There are a bunch of motif specific options such as "-norevopp" (only search + strand
relative to peak strand for motifs), "-nmotifs"
(just
report
the
total
number
of
motifs per peak), "-rmrevopp
<#>" (tries to avoid
double counting reverse opposites within # bps).
Visualizing Motif positions in the UCSC Genome Browser
This feature may seem slightly
out of place, but since annotatePeaks.pl is the workhorse of HOMER, you
can add " -mbed <filename>"
in
conjunction
with
" -m <motif file
1> [motif file 2] ..." to produce a BED file describing motif
positions near peaks that can be loaded as a custom track in the UCSC
genome browser. In the example below, you would load motif.bed as a custom track:
annotatePeaks.pl pu1peaks.txt mm8
-size 200 -m pu1.motif cebp.motif -mbed motif.bed >
output.txt
Finding the distance to other sets of Peaks
In order to find the nearest peak
from another set of peaks, use "-p
<peak file 1> [peak file 2] ...". This will add
columns to the output spreadsheet that will specify the nearest peak ID
and the distance to that peak. If all you want is the distance
(so you can sort this column), add the option "-pdist" to the command.
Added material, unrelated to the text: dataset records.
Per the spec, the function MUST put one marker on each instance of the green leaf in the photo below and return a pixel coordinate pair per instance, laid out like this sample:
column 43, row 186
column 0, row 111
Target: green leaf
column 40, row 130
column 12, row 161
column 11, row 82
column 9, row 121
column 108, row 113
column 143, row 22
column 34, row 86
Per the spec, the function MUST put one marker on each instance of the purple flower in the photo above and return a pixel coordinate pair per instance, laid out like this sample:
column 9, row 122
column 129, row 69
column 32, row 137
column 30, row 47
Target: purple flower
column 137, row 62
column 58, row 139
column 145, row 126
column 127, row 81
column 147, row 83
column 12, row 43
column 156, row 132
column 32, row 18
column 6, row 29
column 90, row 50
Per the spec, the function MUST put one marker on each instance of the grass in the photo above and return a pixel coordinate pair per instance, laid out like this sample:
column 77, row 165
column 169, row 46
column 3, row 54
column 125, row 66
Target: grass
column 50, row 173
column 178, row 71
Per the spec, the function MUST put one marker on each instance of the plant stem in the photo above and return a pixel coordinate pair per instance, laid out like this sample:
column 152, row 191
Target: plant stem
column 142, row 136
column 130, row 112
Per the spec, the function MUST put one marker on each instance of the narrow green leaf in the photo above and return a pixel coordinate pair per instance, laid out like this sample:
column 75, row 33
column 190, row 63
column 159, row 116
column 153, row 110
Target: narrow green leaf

Otherwise, if you prefer to count the number of peaks in the peak file
found within the indicated regions (i.e. with "-size <#>"), add "-pcount".
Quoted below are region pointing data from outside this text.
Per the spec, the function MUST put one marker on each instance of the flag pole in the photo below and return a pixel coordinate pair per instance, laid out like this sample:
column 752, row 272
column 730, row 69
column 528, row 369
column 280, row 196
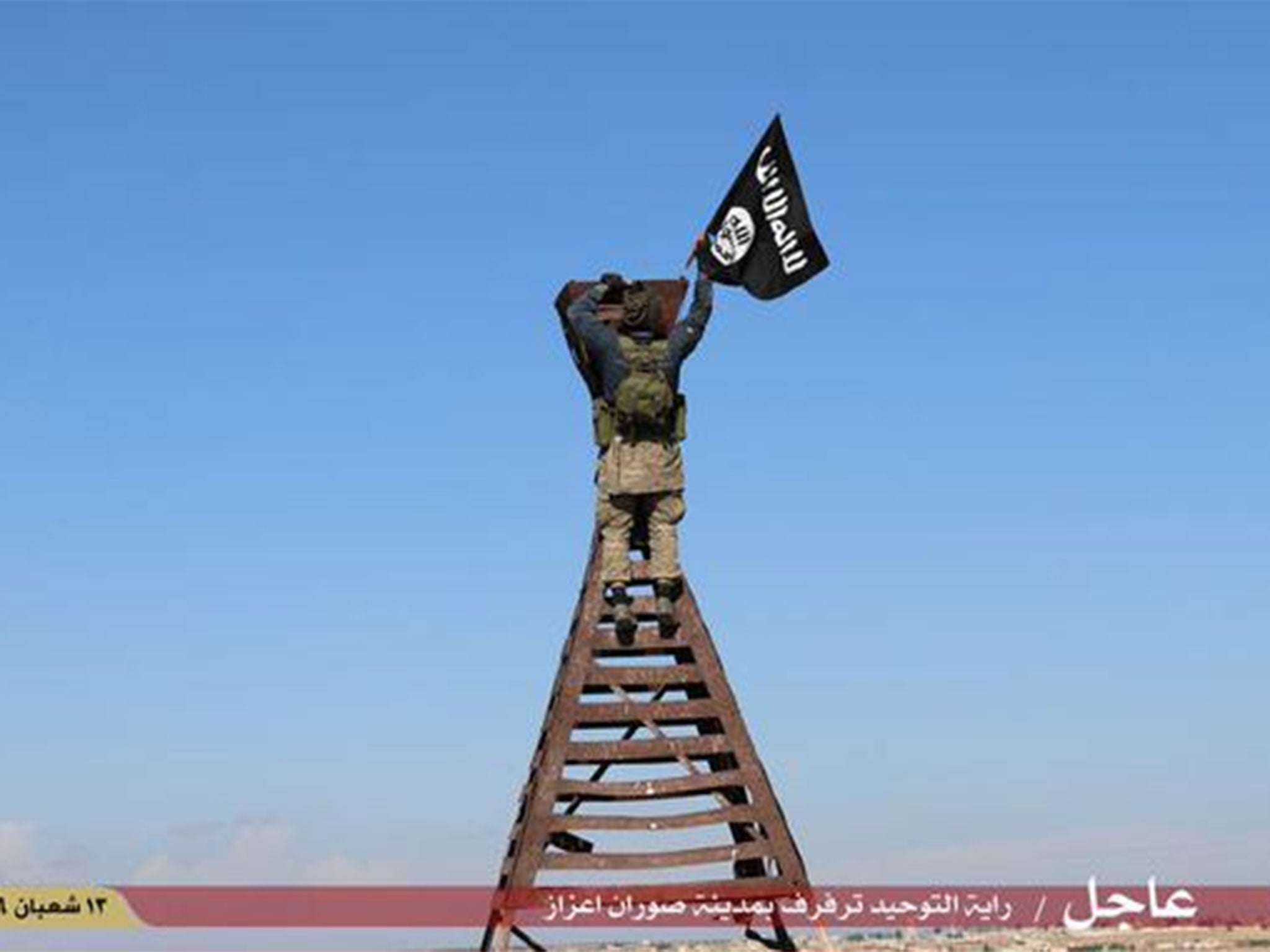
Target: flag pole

Command line options for annotatePeaks.pl
Usage: annotatePeaks.pl <peak file | tss>
<genome version> [additional options...]
Available Genomes (required argument):
(name,org,directory,default promoter set)
Peak vs. TSS mode:
If the first argument is
"tss" (i.e. annotatePeaks.pl tss mouse ...) then a TSS centric
analysis will be carried
out. Tag counts and motifs will be found relative to the TSS.
(no position file needed)
NOTE: The default TSS peak
size is 4000 bp, i.e. +/- 2kb (change with -size option)
-list <gene id list>
(subset of genes to perform analysis [unigene, gene id, accession,
probe,
etc.],
default
=
all
promoters)
-TSS <promoter set>
(promoter definitions, default=genome default)
-cTSS <promoter position
file i.e. peak file> (should be -2000 to +2000 centered on
TSS,refseqIDs)
Available Promoter Sets (use with -TSS):
(name,org,directory,genome,masked genome)
Primary Annotation Options:
-m <motif file 1>
[motif file 2] ... (list of motifs to find in peaks)
-mscore (reports the highest log-odds score within the peak)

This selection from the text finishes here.